Harsh punishments have proved to be quite efficient in making hardcore criminals out of ordinary offenders. Moreover, recommendations being made for sentencing are based on the assumption that it is the best approach and lack a factual basis. The role of correctional facilities in making hardcore criminal is a fact that many researchers are trying to grapple with an understanding its manifestation which simply lies on the effect that the environment has on ones behavior and perception of the society.
There is a high likelihood if the nature of crime is put into consideration that sentencing or repeated drunken drivers will only serve to complicate the problem by making chronic drunk drivers. An objective look at the challenge that is drunk driving should reveal that the problem is drinking and its manifestation is drunk driving.
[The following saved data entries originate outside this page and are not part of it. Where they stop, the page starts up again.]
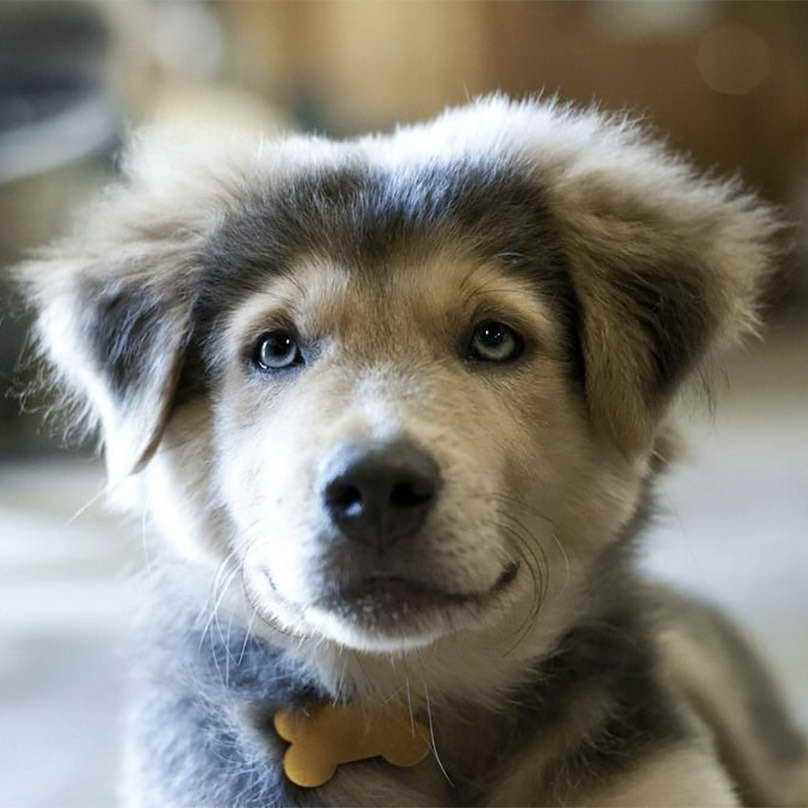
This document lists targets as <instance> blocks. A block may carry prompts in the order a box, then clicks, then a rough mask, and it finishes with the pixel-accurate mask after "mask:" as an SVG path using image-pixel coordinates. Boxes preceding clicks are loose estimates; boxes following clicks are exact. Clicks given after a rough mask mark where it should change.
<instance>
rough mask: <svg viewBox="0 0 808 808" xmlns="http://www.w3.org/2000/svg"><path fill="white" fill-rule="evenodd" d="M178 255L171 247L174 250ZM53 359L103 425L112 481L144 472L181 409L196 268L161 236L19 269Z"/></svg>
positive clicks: (88, 422)
mask: <svg viewBox="0 0 808 808" xmlns="http://www.w3.org/2000/svg"><path fill="white" fill-rule="evenodd" d="M169 252H171V251H169ZM18 273H19V277H21V279H22V280H23V283H24V286H25V287H26V289H27V292H28V295H29V298H30V300H31V301H32V303H33V304H34V306H35V308H36V309H37V312H38V318H37V322H36V326H35V335H36V340H37V343H38V346H39V348H40V351H41V353H42V355H43V356H44V358H45V359H46V360H47V361H48V363H49V364H50V365H51V366H52V368H53V370H54V371H55V374H56V376H57V377H58V378H59V380H60V381H61V383H62V384H63V386H64V387H65V389H66V390H67V392H68V395H70V396H71V397H72V398H73V399H74V400H75V402H76V403H78V405H79V409H80V414H81V416H83V417H84V418H85V419H86V421H87V422H88V425H89V426H93V425H94V424H95V423H96V422H100V427H101V435H102V438H103V442H104V445H105V451H106V460H107V467H108V471H109V474H110V478H111V479H116V478H118V477H120V476H123V475H125V474H128V473H134V472H136V471H139V470H140V469H141V468H142V467H143V466H144V465H145V464H146V463H147V462H148V461H149V459H150V458H151V456H152V455H153V454H154V451H155V450H156V448H157V446H158V444H159V442H160V438H161V435H162V433H163V430H164V428H165V425H166V423H167V421H168V418H169V416H170V414H171V411H172V407H173V403H174V395H175V391H176V388H177V384H178V380H179V377H180V373H181V370H182V365H183V359H184V355H185V349H186V346H187V343H188V339H189V336H190V306H191V300H190V295H189V292H188V291H187V290H186V289H184V288H183V286H184V285H186V283H187V276H188V273H187V271H186V270H185V269H184V268H183V267H182V265H181V264H179V265H178V262H177V257H176V256H172V255H167V254H166V249H165V244H162V243H161V242H160V241H159V240H157V241H151V242H139V243H137V244H136V245H134V244H132V243H130V244H124V243H123V242H120V243H119V247H118V249H117V250H116V251H113V250H110V251H109V252H105V254H103V255H95V254H92V253H90V254H87V253H84V254H81V253H79V254H76V251H75V248H72V249H71V248H69V247H67V245H64V246H63V247H61V248H59V247H56V248H53V249H51V250H49V251H48V252H47V253H46V254H43V255H42V257H41V258H40V260H34V261H29V262H27V263H26V264H23V265H22V266H21V267H19V269H18Z"/></svg>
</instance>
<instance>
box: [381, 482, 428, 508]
mask: <svg viewBox="0 0 808 808" xmlns="http://www.w3.org/2000/svg"><path fill="white" fill-rule="evenodd" d="M433 494H434V490H433V488H432V486H431V485H429V484H428V483H425V482H418V481H413V480H406V481H403V482H399V483H396V484H395V485H394V486H393V488H392V489H391V490H390V499H389V502H390V504H391V505H392V506H393V507H395V508H415V507H417V506H418V505H424V504H426V503H427V502H429V500H430V499H432V496H433Z"/></svg>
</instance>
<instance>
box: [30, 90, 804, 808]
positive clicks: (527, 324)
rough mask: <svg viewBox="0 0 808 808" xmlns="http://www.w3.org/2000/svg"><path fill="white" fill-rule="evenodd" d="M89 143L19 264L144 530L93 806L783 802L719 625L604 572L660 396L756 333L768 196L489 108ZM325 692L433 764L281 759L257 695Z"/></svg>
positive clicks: (296, 697)
mask: <svg viewBox="0 0 808 808" xmlns="http://www.w3.org/2000/svg"><path fill="white" fill-rule="evenodd" d="M124 169H125V170H124V174H125V178H124V179H123V181H122V182H120V183H119V184H117V185H116V186H115V187H113V188H111V189H110V190H109V191H108V192H107V193H106V194H105V195H104V197H103V198H102V199H101V200H100V201H99V202H98V203H97V205H96V206H95V207H94V208H92V209H91V210H90V211H89V212H88V213H87V214H86V216H85V217H84V219H83V220H82V221H81V226H80V228H79V230H78V232H77V233H76V234H75V235H74V236H72V237H70V238H68V239H67V240H64V241H62V242H61V243H58V244H57V245H55V246H54V247H52V248H50V249H48V250H46V251H43V252H42V253H40V254H39V255H38V256H37V257H35V258H34V259H32V260H30V261H29V262H27V263H26V264H25V265H24V266H22V267H21V268H20V270H19V274H20V277H21V278H22V280H23V284H24V286H25V289H26V292H27V295H28V297H29V299H30V300H31V302H32V304H33V306H34V307H35V308H36V310H37V311H38V313H39V318H38V322H37V327H36V334H37V339H38V344H39V347H40V349H41V353H42V355H43V356H44V358H45V359H46V361H47V364H48V366H49V367H50V368H51V370H52V371H53V372H55V373H56V375H57V376H58V377H59V379H60V381H61V383H62V386H63V387H64V389H66V390H67V391H68V394H69V396H70V397H71V400H72V401H73V403H75V404H76V405H77V406H78V408H79V412H78V417H79V418H80V419H83V421H84V422H85V423H87V424H90V425H95V424H97V425H98V426H99V428H100V434H101V436H102V440H103V446H104V451H105V456H106V461H107V466H108V472H109V481H110V490H111V492H112V493H113V494H115V495H116V496H117V497H118V498H119V499H121V500H123V501H124V502H125V504H126V506H127V507H129V508H131V509H132V511H133V512H134V513H136V514H138V515H144V514H145V515H146V516H147V517H148V519H149V520H150V522H151V523H152V524H153V525H154V526H155V528H156V530H155V532H156V533H157V534H159V535H160V536H161V537H162V538H161V543H162V545H163V546H164V547H166V548H168V549H166V550H165V551H164V552H163V553H162V555H161V557H160V558H159V559H158V560H156V561H155V563H154V565H153V567H154V568H153V569H152V571H151V573H150V574H149V576H148V577H147V578H146V579H145V580H144V581H142V582H141V584H140V586H141V589H140V601H141V602H142V603H143V604H144V606H143V609H142V614H141V615H140V618H139V620H138V625H139V628H138V636H139V637H140V640H139V645H138V653H137V655H136V656H135V658H134V662H133V667H134V668H135V677H134V680H135V681H134V687H133V690H134V692H133V697H132V701H131V710H130V724H129V732H128V741H127V743H128V751H127V761H126V777H125V778H124V780H125V781H124V784H123V788H122V791H123V795H124V799H125V802H126V804H127V805H129V806H133V807H134V806H151V807H153V808H157V807H158V806H159V808H180V806H183V807H185V808H214V807H215V808H258V807H259V806H261V807H262V808H265V807H266V806H274V805H471V804H475V805H598V806H606V805H615V806H618V805H619V806H654V805H658V806H695V805H700V806H704V805H737V804H739V803H741V802H743V803H748V804H766V805H806V804H808V803H806V798H808V774H807V772H808V766H807V765H806V750H805V745H804V743H803V740H802V738H801V737H800V736H799V734H798V733H797V732H796V730H795V729H794V728H793V727H792V726H791V724H790V722H789V720H788V718H787V716H786V712H785V710H784V708H783V707H782V706H781V703H780V700H779V697H778V696H777V695H776V690H775V688H774V687H773V686H772V684H771V683H770V681H769V678H768V675H767V674H766V672H765V670H764V669H763V667H762V666H761V665H760V663H759V662H758V661H757V660H756V658H755V657H754V655H753V654H752V653H751V651H750V650H749V648H748V646H747V645H746V644H745V643H744V641H743V640H742V639H741V638H740V637H739V636H738V634H737V633H736V632H735V631H734V630H733V628H732V627H731V626H730V625H728V624H727V623H726V621H725V620H724V619H723V618H722V617H721V616H719V615H717V614H715V613H714V612H712V611H711V610H709V609H708V608H706V607H704V606H702V605H698V604H695V603H692V602H691V601H689V600H687V599H686V598H683V597H681V598H680V597H678V596H676V595H674V594H672V593H667V592H663V591H661V590H659V589H654V588H652V587H649V586H647V585H645V584H643V583H642V582H641V581H640V580H639V579H638V577H637V575H636V574H635V572H634V571H633V568H632V567H633V552H634V548H635V546H636V540H637V537H638V535H639V534H640V533H641V532H642V529H643V526H644V524H645V522H646V519H647V517H648V516H649V513H650V511H651V499H652V490H653V486H654V480H655V478H656V476H657V475H658V474H659V473H660V471H661V470H663V469H664V467H665V465H666V464H667V462H668V461H669V459H670V457H671V447H672V445H673V443H674V441H673V438H672V434H671V431H670V428H669V427H668V426H667V425H666V414H667V413H668V410H669V405H670V403H671V401H672V400H673V399H674V397H676V396H677V394H679V392H680V391H681V390H682V388H683V386H684V385H686V383H688V382H691V381H693V380H698V379H699V378H700V377H702V376H703V371H704V368H705V363H707V362H708V361H709V360H710V359H711V357H713V356H715V355H716V353H717V352H719V351H721V350H722V349H724V348H726V347H727V346H730V345H732V344H733V343H735V342H737V341H738V340H739V339H740V338H742V337H743V336H744V335H745V334H748V333H750V332H752V331H754V329H755V326H756V323H757V315H756V311H757V300H758V298H759V296H760V291H761V289H762V286H763V284H764V282H765V280H766V277H767V273H769V272H770V268H771V265H772V262H773V260H774V257H775V247H774V243H775V241H776V238H775V237H776V235H777V233H778V231H779V230H780V226H779V224H778V222H777V221H776V218H775V216H774V215H773V214H772V212H771V211H770V210H769V209H768V208H767V207H766V206H765V205H763V204H762V203H761V202H760V201H759V200H758V199H757V198H755V197H754V196H752V195H750V194H748V193H746V192H744V191H743V189H741V188H739V187H738V185H737V184H736V183H722V182H718V181H715V180H711V179H706V178H703V177H701V176H699V175H698V174H697V173H696V172H695V171H694V170H693V168H692V167H690V166H689V165H688V164H687V163H686V162H684V161H683V160H681V159H680V158H678V157H676V156H673V155H671V154H670V153H668V152H667V151H666V150H665V148H664V147H662V146H661V145H660V144H659V143H657V142H655V141H654V140H653V139H652V138H651V137H649V136H648V134H647V133H645V132H644V131H643V130H642V128H641V127H639V126H638V125H636V124H634V123H632V122H630V121H628V120H626V119H624V118H613V117H608V116H604V115H602V114H600V113H599V112H597V111H591V110H589V111H576V110H574V109H571V108H566V107H561V106H559V105H557V104H554V103H545V102H540V101H526V102H522V103H514V102H511V101H509V100H507V99H505V98H502V97H492V98H487V99H483V100H480V101H478V102H476V103H472V104H470V105H469V106H466V107H464V108H460V109H454V110H450V111H448V112H446V113H445V114H443V115H442V116H440V117H439V118H437V119H436V120H434V121H432V122H430V123H426V124H422V125H416V126H409V127H404V128H400V129H398V130H397V131H395V132H394V133H393V134H389V135H384V136H369V137H363V138H359V139H356V140H349V141H345V142H334V141H331V140H327V139H323V138H319V137H309V136H293V137H289V138H288V139H284V140H280V141H273V142H265V141H263V140H261V139H259V138H252V137H249V136H242V135H238V136H236V135H233V136H227V137H221V136H215V137H214V136H211V137H206V136H201V135H198V134H197V135H196V136H194V137H190V138H185V137H178V136H176V135H172V134H171V133H167V132H165V131H151V132H146V133H144V134H143V135H141V136H140V137H139V138H136V141H135V143H134V144H133V146H132V147H131V149H130V150H129V154H128V158H127V159H126V162H125V166H124ZM144 518H145V517H144ZM326 704H333V705H343V706H345V709H346V713H345V714H346V715H347V714H348V712H349V710H350V708H354V709H359V710H364V711H367V715H370V714H371V713H372V712H373V713H374V714H376V713H378V714H381V715H386V714H387V713H389V714H390V715H391V716H392V715H397V716H401V715H402V714H403V715H409V716H410V717H411V718H412V721H413V727H415V726H416V722H420V723H421V724H423V725H424V726H425V727H427V728H428V731H429V742H430V746H431V754H430V755H429V756H428V757H427V758H425V759H424V760H423V761H422V762H421V763H420V764H418V765H414V766H411V767H408V768H399V767H397V766H393V765H391V764H390V763H388V762H386V761H385V760H384V759H382V758H379V757H373V758H368V759H366V760H362V761H358V762H353V763H348V764H345V765H341V766H340V767H339V768H338V769H337V771H336V774H335V776H333V777H332V778H331V779H330V780H329V781H328V782H326V783H325V784H323V785H321V786H319V787H316V788H305V787H301V786H299V785H295V783H294V782H293V778H292V777H291V776H290V775H288V773H286V772H285V771H284V767H283V765H282V759H283V756H284V753H285V751H286V749H287V746H288V744H287V742H286V741H285V740H283V738H281V737H280V736H279V735H278V733H277V732H276V730H275V728H274V724H273V716H274V714H275V713H276V711H278V710H285V711H289V712H291V714H293V715H306V716H309V717H311V716H312V715H315V714H317V711H318V710H320V709H322V706H323V705H326ZM346 720H347V719H346Z"/></svg>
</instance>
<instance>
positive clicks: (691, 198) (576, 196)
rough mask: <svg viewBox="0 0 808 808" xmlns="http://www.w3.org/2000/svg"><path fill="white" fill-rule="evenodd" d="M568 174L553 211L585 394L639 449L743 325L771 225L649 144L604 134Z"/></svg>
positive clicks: (612, 430)
mask: <svg viewBox="0 0 808 808" xmlns="http://www.w3.org/2000/svg"><path fill="white" fill-rule="evenodd" d="M612 146H613V147H615V148H614V151H613V152H612V153H608V152H604V154H603V155H602V158H603V161H604V164H603V166H600V167H598V168H590V169H589V170H586V171H582V172H581V173H580V175H578V176H570V177H568V178H567V181H568V185H567V191H566V192H567V194H568V197H567V199H566V200H565V201H564V203H563V204H564V206H565V208H566V211H567V212H566V213H564V212H562V215H561V217H560V218H561V219H562V220H563V222H564V227H566V230H567V232H566V234H565V239H566V241H567V247H568V249H567V252H568V255H569V260H570V264H571V274H572V280H573V285H574V287H575V289H576V292H577V295H578V298H579V301H580V309H581V311H580V316H579V319H580V326H581V339H582V349H583V355H584V365H585V374H586V375H585V387H586V395H587V400H588V404H589V408H590V412H591V414H592V417H593V420H594V422H595V424H596V425H597V426H598V427H600V428H601V430H602V431H603V432H604V433H605V434H607V435H609V436H610V437H611V439H612V440H613V441H614V442H615V443H616V444H617V445H618V446H619V447H620V448H621V450H622V451H623V452H624V453H625V454H626V455H627V456H631V455H634V454H635V453H637V452H641V451H644V450H647V449H649V448H650V447H651V446H652V445H653V440H654V434H655V432H656V429H657V426H658V424H659V421H660V419H661V418H662V417H663V415H664V413H665V410H666V408H667V406H668V404H669V403H670V401H671V399H672V397H673V396H674V395H675V393H676V392H677V390H678V389H679V388H680V386H681V385H682V384H683V383H684V382H685V381H686V380H687V379H688V377H689V376H691V375H692V374H694V373H696V372H697V371H698V370H699V369H700V367H701V366H702V365H703V364H704V362H705V361H706V360H707V359H708V357H710V356H712V355H713V354H715V353H716V352H717V351H720V350H721V349H723V348H726V347H728V346H729V345H731V344H732V343H734V342H737V341H738V340H739V339H740V338H742V337H743V336H744V335H746V334H749V333H752V332H754V330H755V328H756V326H757V324H758V300H759V297H760V292H761V289H762V287H763V282H764V280H765V279H766V278H767V276H768V275H769V272H770V266H771V264H772V260H773V255H774V253H775V250H774V247H773V244H772V241H773V236H774V234H775V233H776V232H777V231H778V230H779V229H780V227H779V225H778V223H777V222H776V220H775V218H774V216H773V215H772V212H771V211H770V209H768V208H767V206H765V205H764V204H762V203H761V202H760V201H759V200H757V199H755V198H754V197H752V196H750V195H744V194H743V193H742V192H740V191H739V189H738V187H737V185H736V184H733V183H727V184H721V183H713V182H709V181H705V180H703V179H701V178H699V177H698V176H697V175H696V174H695V173H694V172H692V171H690V170H689V169H687V168H686V167H684V166H683V165H682V164H681V163H679V162H675V161H674V160H673V158H671V157H670V156H669V155H667V154H666V153H664V152H663V151H662V150H661V149H659V148H657V147H655V146H653V145H644V144H642V143H641V142H640V143H636V142H635V143H629V144H625V143H624V144H622V151H621V145H620V144H614V143H612Z"/></svg>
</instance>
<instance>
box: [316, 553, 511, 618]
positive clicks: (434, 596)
mask: <svg viewBox="0 0 808 808" xmlns="http://www.w3.org/2000/svg"><path fill="white" fill-rule="evenodd" d="M518 572H519V564H518V562H515V561H514V562H511V563H509V564H508V565H507V566H506V567H505V568H504V569H503V571H502V573H501V574H500V576H499V578H498V579H497V581H496V583H495V584H494V585H493V586H492V587H491V588H490V589H487V590H485V591H483V592H451V591H447V590H444V589H440V588H438V587H434V586H429V585H427V584H424V583H422V582H420V581H417V580H412V579H409V578H404V577H401V576H397V575H374V576H370V577H368V578H364V579H362V580H360V581H358V582H356V583H351V584H349V585H347V586H343V587H339V588H336V589H334V590H332V591H329V592H328V593H326V594H325V595H323V596H322V597H321V598H319V599H318V600H317V601H316V602H315V604H314V605H315V606H316V607H317V608H320V609H324V610H326V611H328V612H331V613H333V614H337V615H339V616H340V617H343V618H346V619H350V620H351V621H352V622H356V623H359V624H363V625H365V626H367V627H373V628H375V629H384V628H389V627H394V626H396V625H400V624H401V623H402V622H405V621H406V620H408V619H410V618H414V617H416V616H422V615H427V614H428V613H430V612H435V611H441V610H446V609H451V608H453V607H458V606H474V605H482V604H484V603H486V602H488V601H489V600H492V599H495V598H496V597H497V596H499V595H500V594H502V593H503V592H504V591H505V590H506V589H507V588H508V587H509V586H510V584H511V583H513V581H514V580H515V579H516V576H517V574H518Z"/></svg>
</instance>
Dealing with the use of drugs and alcohol usage should therefore be the main challenge in addressing the problem and if mandatory sentencing of repeated offender would serve this then there is a chance that it may lead to some improvement.
Contrary to common belief and stories on the unavailability of drugs in state correctional facilities, it is rare for a 'clean' person to come out of the facilities without appreciating the 'joys' of using drugs. Simply put, mandatory sentencing of drivers with problematic drunken driving adds 'woes to their problem' in that they are taken from an environment where there is hope for remedial action to one characterized by drug pins and cut-throats. This does little to address their drug or alcohol use problems and is thus not an objective solution.